Moreover, the rupee's depreciation will lift input costs across many sectors amidst weak demand environment as reflected in low double digit topline growth expected in 2013-14, the research and ratings firm has stated.
"Even exporters are unlikely to benefit significantly as clients may seek to renegotiate contracts. We expect the rupee to strengthen from its current levels, but the 2013-14 average will still be 5-8 per cent weaker than the 2012-13 average, " the firm has stated.

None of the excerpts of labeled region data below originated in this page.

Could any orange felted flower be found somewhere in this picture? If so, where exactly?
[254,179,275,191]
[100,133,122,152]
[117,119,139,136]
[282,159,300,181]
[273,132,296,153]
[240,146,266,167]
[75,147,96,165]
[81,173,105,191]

Mark-to-market losses and higher debt servicing costs are likely to be key pressure points in the near term. According to Mr Mukesh Agarwal, President, CRISIL Research, "For companies in the CNX Nifty (excluding banking and financial services), around 40 per cent of debt is denominated in foreign currency. In total, corporate India had forex debt outstanding of over $200 billion as of March 2013, of which close to 45 per cent is short-term debt. Moreover, only half their forex exposure is hedged. Persistent weakness in the rupee and heightened volatility has reduced the benefits of borrowing overseas."
From the growth and profitability perspective, sectors that will be negatively impacted by the rupee's depreciation according to Crisil include automobiles, auto components, airlines, consumer durables, oil marketing companies (OMCs), and fertilisers. The increase in fuel costs will hurt demand for automobiles, especially small cars, as fuel alone accounts for nearly 25-30 per cent of the ownership cost of a small car in the year of purchase.
Airlines with a high proportion of revenues accruing from domestic operations will also be hurt as 70 per cent of their operating costs are incurred in dollars, and their ability to pass on any cost increase is limited. We do not expect diesel prices to increase by more than Rs 1.50 per litre from the current level; therefore, a weak rupee would increase under-recoveries of OMCs.